Console Price Hikes Add to the Pressure
The decision also comes amid a decision by PlayStation to raise the price of its consoles in March, a move that will have sharpened concerns within the company about whether customers might be deterred by the rising cost of console gaming. By keeping big exclusive games on PlayStation hardware, the company is effectively creating a better reason for fans of those games to buy a console rather than waiting for a PC version.

This is similar to the strategy that has worked well for Nintendo throughout its history, keeping its biggest franchises tied closely to its own hardware platforms. That's also a stark contrast to the direction Xbox has taken in recent years, which has been to release its studios' games across as many platforms as possible.


The end of PC ports leaves many gamers disappointed.
The news is a serious blow to the large community of PC players who had come to rely on eventually being able to play PlayStation exclusives on their platform of choice. In the old model, PC gamers would typically have to wait at least a year after a console version of a game was released before a port was available, and some games would take much longer.

That wait was understood to be a deliberate strategy to incentivize early hardware purchases while still capitalizing on a second wave of sales and renewed public interest when the PC version eventually launched. That extra revenue boost will now be completely lost for single-player titles.


Saros and Ghost of Yotei are among the casualties.
Ghost of Yotei and Saros are two of the most high-profile casualties of the new policy. Sucker Punch Productions' Ghost of Yotei had been anticipated to receive a PC release, given the success of its predecessor, Ghost of Tsushima, which launched on PC in 2023.

A lot of players expected the sequel to follow a similar trajectory. Saros, a roguelike third-person shooter, had generated a special interest from the PC community, with players actively requesting a port and noting the potential for user-created mods to aid the game's noted difficulty level.

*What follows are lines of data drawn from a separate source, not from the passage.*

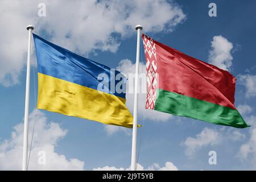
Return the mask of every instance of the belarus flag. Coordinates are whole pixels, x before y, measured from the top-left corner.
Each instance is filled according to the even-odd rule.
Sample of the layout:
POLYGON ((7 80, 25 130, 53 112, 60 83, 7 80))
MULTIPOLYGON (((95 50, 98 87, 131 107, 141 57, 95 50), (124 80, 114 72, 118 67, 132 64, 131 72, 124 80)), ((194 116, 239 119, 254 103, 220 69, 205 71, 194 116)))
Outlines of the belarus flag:
POLYGON ((236 78, 143 34, 146 107, 214 124, 249 126, 234 106, 236 78))

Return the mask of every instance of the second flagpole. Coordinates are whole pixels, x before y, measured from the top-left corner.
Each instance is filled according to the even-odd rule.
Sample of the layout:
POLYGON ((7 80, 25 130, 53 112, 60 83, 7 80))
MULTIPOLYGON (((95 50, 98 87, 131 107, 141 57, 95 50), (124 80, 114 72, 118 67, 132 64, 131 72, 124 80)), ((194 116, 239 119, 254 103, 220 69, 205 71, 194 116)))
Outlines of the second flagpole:
POLYGON ((27 142, 28 138, 28 112, 30 108, 30 57, 31 51, 32 31, 34 27, 29 25, 28 46, 27 48, 27 78, 26 81, 25 113, 24 116, 23 154, 22 158, 22 171, 27 170, 27 142))
POLYGON ((141 31, 142 30, 141 25, 137 25, 137 49, 136 55, 136 71, 135 76, 134 103, 133 110, 133 141, 131 144, 131 170, 136 171, 137 141, 137 118, 138 118, 138 97, 139 94, 139 48, 141 43, 141 31))

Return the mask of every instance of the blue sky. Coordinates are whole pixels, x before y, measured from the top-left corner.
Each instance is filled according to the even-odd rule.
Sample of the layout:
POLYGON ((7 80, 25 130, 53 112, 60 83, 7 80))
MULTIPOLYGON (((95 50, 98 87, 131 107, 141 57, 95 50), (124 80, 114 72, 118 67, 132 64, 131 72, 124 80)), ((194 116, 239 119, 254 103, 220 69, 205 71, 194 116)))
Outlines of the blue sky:
MULTIPOLYGON (((256 2, 152 2, 110 1, 105 5, 93 1, 3 1, 4 6, 0 7, 0 169, 21 168, 26 27, 30 23, 35 25, 34 32, 44 39, 111 68, 119 66, 126 73, 134 71, 134 27, 139 23, 143 26, 144 33, 158 42, 206 62, 226 67, 238 78, 236 105, 253 126, 239 129, 157 111, 146 113, 141 101, 139 121, 143 126, 138 130, 138 163, 144 169, 256 169, 256 2), (208 15, 211 2, 217 5, 217 17, 208 15), (46 16, 38 15, 39 3, 46 5, 46 16), (122 63, 122 60, 125 61, 122 63), (216 165, 208 163, 210 151, 217 152, 216 165)), ((45 110, 33 111, 37 97, 34 96, 34 80, 37 94, 37 76, 34 48, 33 52, 30 108, 33 114, 30 127, 35 121, 37 134, 31 153, 31 169, 128 168, 131 130, 108 127, 45 110), (46 151, 46 165, 37 163, 39 151, 46 151)), ((131 105, 133 96, 130 97, 127 104, 131 105)))

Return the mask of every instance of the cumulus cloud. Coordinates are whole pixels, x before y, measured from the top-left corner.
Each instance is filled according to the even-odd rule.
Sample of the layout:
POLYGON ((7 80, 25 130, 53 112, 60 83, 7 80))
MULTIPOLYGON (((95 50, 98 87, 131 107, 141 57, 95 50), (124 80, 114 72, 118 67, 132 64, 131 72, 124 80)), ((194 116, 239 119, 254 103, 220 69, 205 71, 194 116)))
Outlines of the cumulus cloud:
POLYGON ((244 134, 233 129, 226 129, 225 127, 222 127, 217 130, 205 127, 195 137, 187 138, 181 144, 186 148, 185 154, 192 157, 196 151, 203 147, 216 146, 222 144, 224 140, 235 142, 245 138, 244 134))
MULTIPOLYGON (((124 168, 122 167, 117 168, 115 167, 112 166, 105 166, 104 167, 98 167, 97 168, 93 169, 93 171, 128 171, 130 170, 130 167, 128 168, 124 168)), ((146 168, 139 164, 137 164, 137 170, 138 171, 178 171, 178 168, 176 167, 172 162, 167 162, 164 166, 160 167, 159 164, 157 163, 154 163, 151 166, 148 167, 146 168)))
POLYGON ((214 36, 211 43, 212 49, 209 52, 209 63, 222 69, 230 71, 233 60, 231 55, 233 48, 232 43, 219 35, 214 36))
POLYGON ((249 138, 241 147, 238 156, 242 160, 250 159, 250 162, 256 169, 256 127, 254 126, 256 117, 254 115, 246 118, 248 123, 252 126, 249 129, 249 138))
MULTIPOLYGON (((62 129, 57 123, 48 122, 44 114, 39 110, 34 110, 30 114, 30 126, 33 126, 34 122, 36 122, 36 128, 31 148, 29 170, 84 169, 83 161, 77 159, 67 159, 64 155, 55 151, 59 140, 67 134, 67 130, 62 129), (43 151, 45 154, 45 165, 38 162, 42 156, 40 151, 43 151)), ((23 122, 16 125, 10 138, 0 143, 0 170, 21 169, 23 127, 23 122)), ((28 143, 31 142, 32 132, 32 127, 30 127, 28 133, 30 141, 28 143)))
POLYGON ((26 27, 71 51, 86 55, 95 49, 115 52, 120 41, 134 34, 141 23, 145 31, 171 31, 185 18, 172 1, 1 1, 0 84, 19 82, 26 61, 28 33, 26 27), (46 5, 46 16, 38 16, 39 3, 46 5))
POLYGON ((240 75, 238 80, 238 84, 245 86, 247 98, 256 96, 256 75, 240 75))

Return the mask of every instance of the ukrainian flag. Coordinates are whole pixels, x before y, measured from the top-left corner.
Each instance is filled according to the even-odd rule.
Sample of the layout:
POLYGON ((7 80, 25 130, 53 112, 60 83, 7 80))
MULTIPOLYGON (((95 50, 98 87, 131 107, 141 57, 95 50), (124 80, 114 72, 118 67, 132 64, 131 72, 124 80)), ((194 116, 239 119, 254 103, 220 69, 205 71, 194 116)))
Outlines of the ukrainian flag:
POLYGON ((126 90, 123 75, 35 34, 33 36, 38 60, 38 109, 133 127, 133 116, 125 105, 125 92, 110 89, 119 86, 126 90), (119 82, 115 80, 118 75, 119 82))

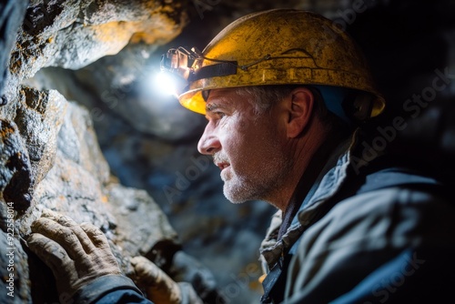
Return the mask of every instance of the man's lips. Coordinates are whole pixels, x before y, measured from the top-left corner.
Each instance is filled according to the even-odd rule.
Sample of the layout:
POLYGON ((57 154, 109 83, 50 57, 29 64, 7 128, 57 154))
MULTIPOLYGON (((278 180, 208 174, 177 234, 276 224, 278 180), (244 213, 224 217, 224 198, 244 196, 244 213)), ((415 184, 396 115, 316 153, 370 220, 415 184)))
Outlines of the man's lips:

With the new policy, neither title looks like it will ever see the light of day on PC for players.


What does this mean for the long-term strategy of PlayStation?
The decision to step away from PC ports is a recommitment to PlayStation hardware as the primary, and often exclusive, home for the company's most important games. Whether this approach will work in boosting console sales or if it will simply alienate some of the gaming audience who had been used to getting access to PlayStation's catalogue remains to be seen. What's clear is that the era of PlayStation gradually opening its library to PC players, one of the more welcome developments of this current console generation, now appears to be coming to a close.